Depuis le mois de juillet les commissions de conciliation, mises en place au sein des conseils départementaux de l’ordre des infirmiers ont commencé à fonctionner… et suscitent déjà de vives critiques.
Comme leur nom l’indique, ces commissions, où siège un minimum de trois membres du conseil départemental, ont une fonction de médiateur dans des litiges entre patients et infirmiers ou entre infirmiers. Elles interviennent suite à un dépôt de plainte, entendent les parties et tentent de trouver une solution au différend avant d’établir un procès-verbal.
Sont-elles pour autant impartiales ? Ce n’est pas l’avis du syndicat anti-ordres Résilience, qui dénonce, dans un communiqué adressé à la Ministre de la Santé, Roselyne Bachelot, « des séances où des apprentis sorciers parfaitement inaptes à la fonction de juge ordinal s’autorisent des attitudes et autres comportements indignes de notre profession».
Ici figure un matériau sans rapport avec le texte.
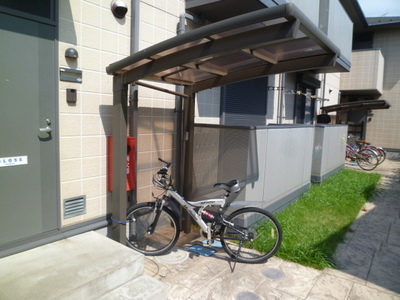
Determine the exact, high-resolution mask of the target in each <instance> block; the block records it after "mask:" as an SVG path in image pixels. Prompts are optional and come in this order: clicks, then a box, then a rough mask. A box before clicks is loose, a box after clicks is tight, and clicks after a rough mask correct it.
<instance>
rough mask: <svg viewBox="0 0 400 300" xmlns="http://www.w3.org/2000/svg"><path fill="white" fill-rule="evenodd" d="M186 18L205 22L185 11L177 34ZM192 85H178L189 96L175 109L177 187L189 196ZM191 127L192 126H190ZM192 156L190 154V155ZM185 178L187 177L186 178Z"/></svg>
mask: <svg viewBox="0 0 400 300" xmlns="http://www.w3.org/2000/svg"><path fill="white" fill-rule="evenodd" d="M186 19H188V20H191V21H193V22H195V23H197V24H199V25H202V24H204V20H201V19H200V18H198V17H196V16H193V15H190V14H188V13H183V14H181V15H180V16H179V23H178V26H177V32H176V33H177V35H181V34H184V33H185V32H186ZM191 90H192V89H191V88H190V87H186V88H185V87H184V86H183V85H177V86H176V92H178V93H181V94H186V93H187V94H188V95H189V98H186V99H185V100H183V99H182V97H176V98H175V99H176V100H175V111H176V112H177V113H178V116H177V137H176V166H178V167H177V168H176V170H175V172H176V176H175V178H179V179H180V180H179V182H178V185H177V186H176V188H177V189H178V191H179V192H180V193H181V195H184V196H187V195H186V194H187V193H188V192H187V190H188V189H189V188H190V187H191V185H192V184H191V177H190V176H191V175H192V174H191V171H190V169H191V168H190V166H191V163H192V162H187V161H186V160H187V155H186V153H190V152H191V151H193V147H192V145H188V143H192V141H193V137H192V136H190V137H189V138H190V140H188V135H191V134H193V130H191V129H190V128H193V127H192V126H188V124H189V122H193V123H194V113H193V112H194V101H195V98H194V94H193V93H192V92H191ZM188 127H190V128H188ZM189 156H190V155H189ZM184 178H185V179H184ZM182 213H183V216H184V218H185V220H183V222H182V229H183V231H184V232H185V233H189V232H190V230H191V217H190V215H189V214H188V212H186V211H183V212H182Z"/></svg>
Conciliation strictement encadrée ou « Simulacre de procès » ?
Hugues Dechilly, secrétaire général du syndicat, a recueilli le témoignage d’une infirmière libérale, non inscrite à l’Ordre, passée récemment en commission de conciliation, après un dépôt de plainte d’une consœur l’accusant de détournement de patientèle : « Elle remplaçait cette autre IDEL dans son cabinet et, à son retour, s’est installée à son compte dans la même ville. Certains patients l’ont suivie. Devant la commission, à défaut de conciliation, c’est un simulacre de procès qui a été fait à l’accusée, qui n’a pas eu son mot à dire. La plaignante connaissait visiblement les membres de la commission et avait eu plus de temps pour se préparer. L’accusée a été convoquée du lundi pour le vendredi ». Le syndicaliste questionne par ailleurs les fondements juridiques de ces médiations « alors que le Code de déontologie n’a pas été publié au Journal Officiel ».
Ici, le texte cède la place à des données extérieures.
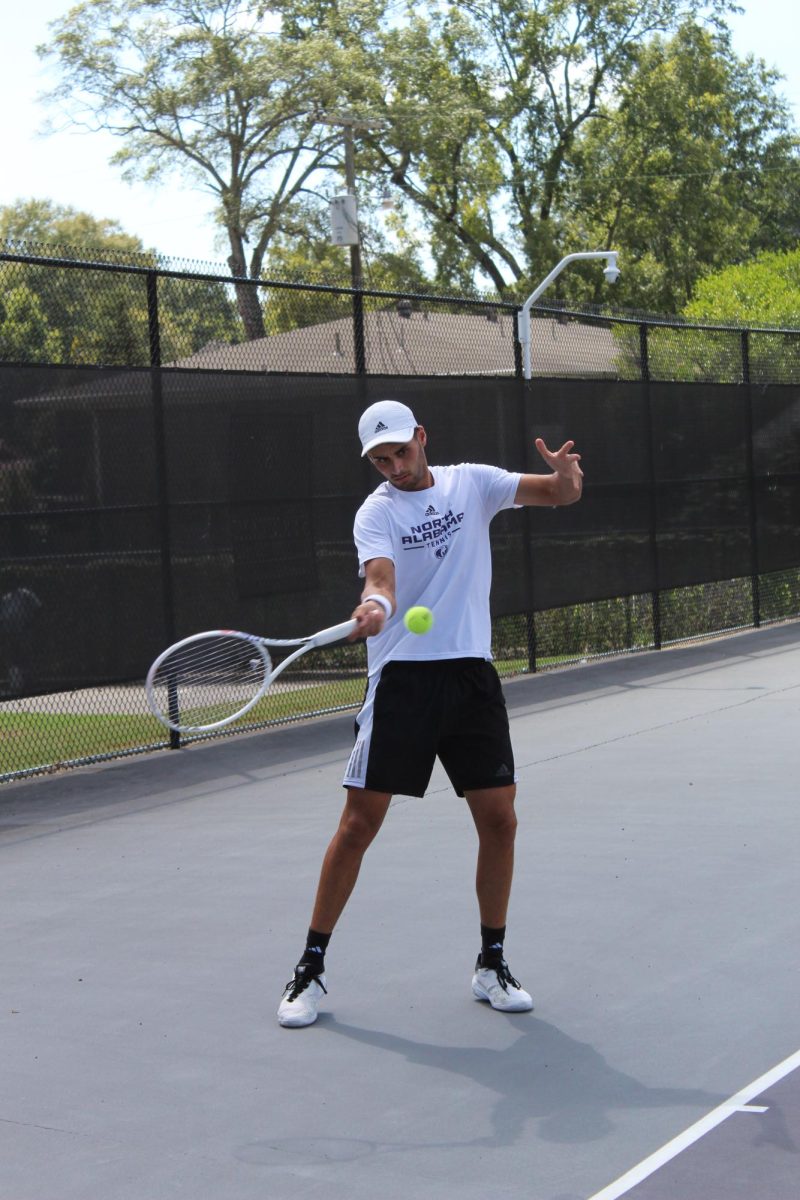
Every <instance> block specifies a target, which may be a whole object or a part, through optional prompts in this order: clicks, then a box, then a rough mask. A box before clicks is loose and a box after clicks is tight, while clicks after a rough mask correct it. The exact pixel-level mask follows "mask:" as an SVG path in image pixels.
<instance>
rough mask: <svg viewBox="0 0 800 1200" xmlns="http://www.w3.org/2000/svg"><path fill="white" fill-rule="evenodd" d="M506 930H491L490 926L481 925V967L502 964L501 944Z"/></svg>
mask: <svg viewBox="0 0 800 1200" xmlns="http://www.w3.org/2000/svg"><path fill="white" fill-rule="evenodd" d="M505 936H506V929H505V925H504V926H503V929H492V926H491V925H481V966H485V967H491V966H499V964H500V962H503V943H504V941H505Z"/></svg>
Contacté, le secrétaire-général du comité départemental ordinal (l’infirmière incriminée souhaite la discrétion sur son département d’exercice, ndlr), répond aux accusations. « Nous sommes tous des infirmiers expérimentés, qui connaissons bien notre métier. Le fonctionnement de commissions est défini par la loi : si un membre de la commission a des liens avérés avec une des parties, le président choisit un autre conciliateur. Nous nous basons sur le Code de la santé publique qui précise les règles professionnelles et s’applique même en l’absence de publication du code de déontologie. A la fin de la conciliation le procès-verbal est relu par les parties, qui peuvent parfaitement s’abstenir de le signer si elles ne sont pas d’accord ».
Cette commission n’a d’ailleurs pas le pouvoir de prononcer des sanctions, mais elle peut, en cas de non conciliation, renvoyer les parties devant la chambre disciplinaire du Conseil Régional, 1ere instance de la juridiction ordinale. (Celle-ci n’est toutefois pas compétente pour juger les agents de la fonction publique hospitalière, qui relèvent des Commissions Administratives Paritaires, ndlr).
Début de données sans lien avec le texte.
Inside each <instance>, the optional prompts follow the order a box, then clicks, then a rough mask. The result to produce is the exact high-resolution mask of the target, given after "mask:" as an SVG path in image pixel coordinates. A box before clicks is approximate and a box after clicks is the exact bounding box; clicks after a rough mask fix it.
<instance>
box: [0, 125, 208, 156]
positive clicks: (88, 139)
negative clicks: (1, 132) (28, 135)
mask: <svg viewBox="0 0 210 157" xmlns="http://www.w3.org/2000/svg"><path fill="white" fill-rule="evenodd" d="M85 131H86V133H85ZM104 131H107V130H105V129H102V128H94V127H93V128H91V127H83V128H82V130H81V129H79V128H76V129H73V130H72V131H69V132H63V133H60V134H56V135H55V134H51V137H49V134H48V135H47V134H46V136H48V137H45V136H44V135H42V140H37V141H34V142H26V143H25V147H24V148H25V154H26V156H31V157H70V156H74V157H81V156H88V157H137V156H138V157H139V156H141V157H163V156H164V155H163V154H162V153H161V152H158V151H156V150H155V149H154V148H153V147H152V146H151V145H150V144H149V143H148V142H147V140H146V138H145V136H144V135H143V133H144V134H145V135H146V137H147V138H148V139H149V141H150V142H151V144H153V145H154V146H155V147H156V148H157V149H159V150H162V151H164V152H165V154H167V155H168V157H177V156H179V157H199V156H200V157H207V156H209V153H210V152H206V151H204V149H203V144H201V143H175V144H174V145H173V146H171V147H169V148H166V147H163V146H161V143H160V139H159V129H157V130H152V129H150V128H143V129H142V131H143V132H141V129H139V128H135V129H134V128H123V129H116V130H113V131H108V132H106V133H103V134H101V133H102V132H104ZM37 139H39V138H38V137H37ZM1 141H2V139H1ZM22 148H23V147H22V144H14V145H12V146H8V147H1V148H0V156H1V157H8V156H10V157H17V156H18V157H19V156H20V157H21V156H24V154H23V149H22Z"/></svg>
Pour Hugues Dechilly, en plus des éléments reprochés, on a voulu faire payer à cette infirmière sa non inscription à l’Ordre, il craint que se multiplient « les règlements de comptes locaux et les procédures à l’encontre de ceux qui refusent l’Ordre, ce qui se produit avec d’autres ordres paramédicaux, comme ceux des kinésithérapeutes ou des pédicures podologue ».
Le représentant ordinal interrogé précise que le conseil départemental n’a encore déposé aucune plainte pour exercice illégal de la profession à l’encontre de professionnels refusant de s’inscrire à l’Ordre Infirmier, mais n’excluait pas de le faire à l’avenir.